Mr Mashaba’s company, Lephatsi Investments, owns 30% of Swedish private security firm Securitas.

“Companies like Securitas entered the South African market with confidence that the political and policy landscape provides protection against expropriation of their assets,” he says.

Mashaba believes that the Private Security Regulatory Amendment Bill is a benchmark framework that, if implemented, could open the door for Government to apply the same principles of nationalisation to other industries.

“If this bill is signed into law it is going to send strong signals throughout the business community that their industry may well be next on the list for forced dilution of ownership,” he says.

In its current form, the Private Security Bill will include companies that manufacture, distribute or supply equipment to the private security industry which includes multinationals like Panasonic, Sony, Honeywell and Bosch. 

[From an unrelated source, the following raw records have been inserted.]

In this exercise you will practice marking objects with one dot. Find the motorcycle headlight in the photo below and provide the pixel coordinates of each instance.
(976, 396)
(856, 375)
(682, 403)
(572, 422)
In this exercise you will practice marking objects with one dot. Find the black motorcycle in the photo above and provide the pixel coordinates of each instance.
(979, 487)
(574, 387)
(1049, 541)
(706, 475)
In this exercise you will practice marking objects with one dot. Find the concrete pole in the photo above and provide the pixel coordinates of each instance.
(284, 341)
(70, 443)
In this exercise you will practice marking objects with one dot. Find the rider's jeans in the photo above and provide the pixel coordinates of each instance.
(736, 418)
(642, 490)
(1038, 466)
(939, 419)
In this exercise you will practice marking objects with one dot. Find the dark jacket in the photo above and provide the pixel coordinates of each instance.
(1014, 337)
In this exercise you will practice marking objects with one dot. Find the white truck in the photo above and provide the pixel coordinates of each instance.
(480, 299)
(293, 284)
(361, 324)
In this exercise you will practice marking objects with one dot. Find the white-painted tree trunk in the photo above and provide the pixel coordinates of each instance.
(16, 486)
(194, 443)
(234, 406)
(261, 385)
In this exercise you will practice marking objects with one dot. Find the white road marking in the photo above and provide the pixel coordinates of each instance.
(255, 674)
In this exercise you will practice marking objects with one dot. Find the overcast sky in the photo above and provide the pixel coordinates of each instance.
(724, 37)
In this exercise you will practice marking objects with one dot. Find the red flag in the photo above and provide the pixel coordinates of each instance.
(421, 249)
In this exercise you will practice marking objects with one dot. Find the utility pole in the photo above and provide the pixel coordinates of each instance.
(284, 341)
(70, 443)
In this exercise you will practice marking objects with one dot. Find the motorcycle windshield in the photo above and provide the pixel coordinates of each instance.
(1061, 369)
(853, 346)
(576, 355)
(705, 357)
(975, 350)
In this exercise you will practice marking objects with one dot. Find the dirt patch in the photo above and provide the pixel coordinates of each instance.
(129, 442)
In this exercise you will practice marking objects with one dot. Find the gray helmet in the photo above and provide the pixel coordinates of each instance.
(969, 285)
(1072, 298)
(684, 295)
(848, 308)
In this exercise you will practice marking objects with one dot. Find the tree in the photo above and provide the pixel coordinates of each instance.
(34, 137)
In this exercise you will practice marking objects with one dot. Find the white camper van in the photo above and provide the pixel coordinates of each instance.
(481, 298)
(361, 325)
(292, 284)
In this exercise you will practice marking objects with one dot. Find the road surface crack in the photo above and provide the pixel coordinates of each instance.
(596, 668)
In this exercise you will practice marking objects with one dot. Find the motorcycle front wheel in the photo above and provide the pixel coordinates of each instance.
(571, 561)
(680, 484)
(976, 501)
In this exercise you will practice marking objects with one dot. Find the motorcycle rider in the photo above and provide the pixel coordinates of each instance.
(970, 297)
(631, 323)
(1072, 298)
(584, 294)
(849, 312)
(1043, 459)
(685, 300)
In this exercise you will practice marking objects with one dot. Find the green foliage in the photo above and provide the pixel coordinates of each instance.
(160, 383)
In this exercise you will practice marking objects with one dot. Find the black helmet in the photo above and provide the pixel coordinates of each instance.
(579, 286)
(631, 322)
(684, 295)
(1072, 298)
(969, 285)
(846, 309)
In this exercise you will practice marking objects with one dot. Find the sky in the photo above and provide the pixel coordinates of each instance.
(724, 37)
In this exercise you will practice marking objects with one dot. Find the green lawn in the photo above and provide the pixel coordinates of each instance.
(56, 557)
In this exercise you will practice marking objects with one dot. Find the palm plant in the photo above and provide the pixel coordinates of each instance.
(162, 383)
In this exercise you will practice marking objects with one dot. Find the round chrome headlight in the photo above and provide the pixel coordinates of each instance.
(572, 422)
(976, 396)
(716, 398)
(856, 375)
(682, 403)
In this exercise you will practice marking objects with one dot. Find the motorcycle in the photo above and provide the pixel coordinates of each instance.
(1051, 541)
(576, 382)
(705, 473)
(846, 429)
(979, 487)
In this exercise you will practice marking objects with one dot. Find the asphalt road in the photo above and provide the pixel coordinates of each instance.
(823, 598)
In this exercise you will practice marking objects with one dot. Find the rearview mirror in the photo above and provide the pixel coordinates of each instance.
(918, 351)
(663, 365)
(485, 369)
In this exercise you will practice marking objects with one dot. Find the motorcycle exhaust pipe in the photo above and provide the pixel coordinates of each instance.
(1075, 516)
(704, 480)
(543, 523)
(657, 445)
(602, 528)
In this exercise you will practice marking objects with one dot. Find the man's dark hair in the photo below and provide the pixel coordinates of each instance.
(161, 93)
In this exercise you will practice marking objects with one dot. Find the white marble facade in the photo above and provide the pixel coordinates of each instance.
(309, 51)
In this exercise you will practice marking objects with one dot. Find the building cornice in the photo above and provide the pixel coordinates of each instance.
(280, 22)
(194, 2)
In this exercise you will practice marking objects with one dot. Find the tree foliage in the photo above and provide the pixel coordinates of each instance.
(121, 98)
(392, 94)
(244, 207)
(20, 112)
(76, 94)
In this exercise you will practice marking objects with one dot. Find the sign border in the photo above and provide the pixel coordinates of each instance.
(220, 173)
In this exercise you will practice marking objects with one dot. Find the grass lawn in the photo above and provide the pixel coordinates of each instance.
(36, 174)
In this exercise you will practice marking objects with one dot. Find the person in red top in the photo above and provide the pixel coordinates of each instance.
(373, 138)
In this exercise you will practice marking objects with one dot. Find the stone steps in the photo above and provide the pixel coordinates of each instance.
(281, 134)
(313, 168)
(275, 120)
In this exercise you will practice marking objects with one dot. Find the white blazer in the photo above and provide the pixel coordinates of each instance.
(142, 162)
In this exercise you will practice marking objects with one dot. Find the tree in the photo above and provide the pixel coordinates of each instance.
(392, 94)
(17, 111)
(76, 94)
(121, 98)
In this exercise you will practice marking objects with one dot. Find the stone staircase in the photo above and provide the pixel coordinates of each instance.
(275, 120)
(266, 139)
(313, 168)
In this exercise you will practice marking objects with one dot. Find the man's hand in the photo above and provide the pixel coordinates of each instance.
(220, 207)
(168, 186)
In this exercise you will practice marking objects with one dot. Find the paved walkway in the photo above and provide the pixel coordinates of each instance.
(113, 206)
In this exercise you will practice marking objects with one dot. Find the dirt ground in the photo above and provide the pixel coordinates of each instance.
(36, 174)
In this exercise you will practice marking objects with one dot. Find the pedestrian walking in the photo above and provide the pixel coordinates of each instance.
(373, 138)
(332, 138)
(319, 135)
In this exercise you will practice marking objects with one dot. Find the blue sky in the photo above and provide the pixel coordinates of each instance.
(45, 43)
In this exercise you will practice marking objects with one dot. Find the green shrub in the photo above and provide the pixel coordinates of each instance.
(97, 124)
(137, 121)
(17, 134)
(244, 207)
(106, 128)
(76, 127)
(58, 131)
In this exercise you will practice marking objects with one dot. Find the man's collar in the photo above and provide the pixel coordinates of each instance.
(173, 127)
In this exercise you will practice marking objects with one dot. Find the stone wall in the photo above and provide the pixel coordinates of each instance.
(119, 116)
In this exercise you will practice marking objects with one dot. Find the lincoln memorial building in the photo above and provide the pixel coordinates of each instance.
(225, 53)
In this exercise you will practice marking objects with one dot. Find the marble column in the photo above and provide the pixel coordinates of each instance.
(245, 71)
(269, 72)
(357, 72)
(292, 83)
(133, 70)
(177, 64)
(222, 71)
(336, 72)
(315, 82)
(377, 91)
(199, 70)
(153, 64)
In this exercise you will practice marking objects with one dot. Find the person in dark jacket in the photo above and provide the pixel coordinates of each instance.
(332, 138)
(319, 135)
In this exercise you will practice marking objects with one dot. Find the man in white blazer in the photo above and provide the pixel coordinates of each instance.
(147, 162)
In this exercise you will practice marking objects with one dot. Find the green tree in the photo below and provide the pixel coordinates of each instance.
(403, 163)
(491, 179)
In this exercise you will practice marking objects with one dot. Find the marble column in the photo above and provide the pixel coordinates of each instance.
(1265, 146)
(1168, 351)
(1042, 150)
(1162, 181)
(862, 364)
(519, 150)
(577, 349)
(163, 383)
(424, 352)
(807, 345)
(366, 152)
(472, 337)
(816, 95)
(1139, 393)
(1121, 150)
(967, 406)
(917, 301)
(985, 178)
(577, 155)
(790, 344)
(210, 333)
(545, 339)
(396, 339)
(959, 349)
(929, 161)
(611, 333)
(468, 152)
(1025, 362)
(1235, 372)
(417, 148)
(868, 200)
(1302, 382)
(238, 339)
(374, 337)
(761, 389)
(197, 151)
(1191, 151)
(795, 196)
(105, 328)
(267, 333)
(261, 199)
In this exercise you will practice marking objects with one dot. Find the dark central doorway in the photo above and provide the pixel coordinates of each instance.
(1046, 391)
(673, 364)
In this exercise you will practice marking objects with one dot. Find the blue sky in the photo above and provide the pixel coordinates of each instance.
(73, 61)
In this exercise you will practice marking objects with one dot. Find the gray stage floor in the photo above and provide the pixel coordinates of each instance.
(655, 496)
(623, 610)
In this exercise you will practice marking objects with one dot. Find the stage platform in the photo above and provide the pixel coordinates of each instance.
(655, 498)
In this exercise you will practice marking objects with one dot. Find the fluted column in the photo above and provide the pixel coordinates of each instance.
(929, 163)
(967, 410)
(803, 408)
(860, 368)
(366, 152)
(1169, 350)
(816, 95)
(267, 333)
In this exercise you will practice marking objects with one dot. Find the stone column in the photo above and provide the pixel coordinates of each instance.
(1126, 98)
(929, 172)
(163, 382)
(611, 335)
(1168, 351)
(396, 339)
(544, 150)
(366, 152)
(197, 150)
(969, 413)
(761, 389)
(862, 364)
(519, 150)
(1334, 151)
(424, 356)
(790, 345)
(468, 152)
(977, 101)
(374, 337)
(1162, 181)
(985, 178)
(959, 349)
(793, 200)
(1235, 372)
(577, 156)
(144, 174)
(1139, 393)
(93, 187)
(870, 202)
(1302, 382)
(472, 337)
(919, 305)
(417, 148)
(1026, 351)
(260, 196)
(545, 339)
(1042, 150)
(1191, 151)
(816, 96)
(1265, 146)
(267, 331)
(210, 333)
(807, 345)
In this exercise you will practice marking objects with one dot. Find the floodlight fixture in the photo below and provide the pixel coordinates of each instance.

“Instead of chasing respected companies away, we need to look at the value that international companies bring to our country.  Not only in terms of their investment in our economy and their ability to create thousands of jobs, but also in terms of skills transfer, knowledge sharing and the contributions that they make to social responsibility and development,” says Mr Mashaba.

Furthermore, Securitas and the other foreign owned private security firms are fully committed to black economic empowerment and transformation. Securitas is a level 2 rated BBBEE firm and achieved a full score under the BBBEE scorecard on Enterprise Development for the past 3 years.

“As a black investor and businessman, I believe it’s unfair to expect our partners to relinquish 51% or more of their business.”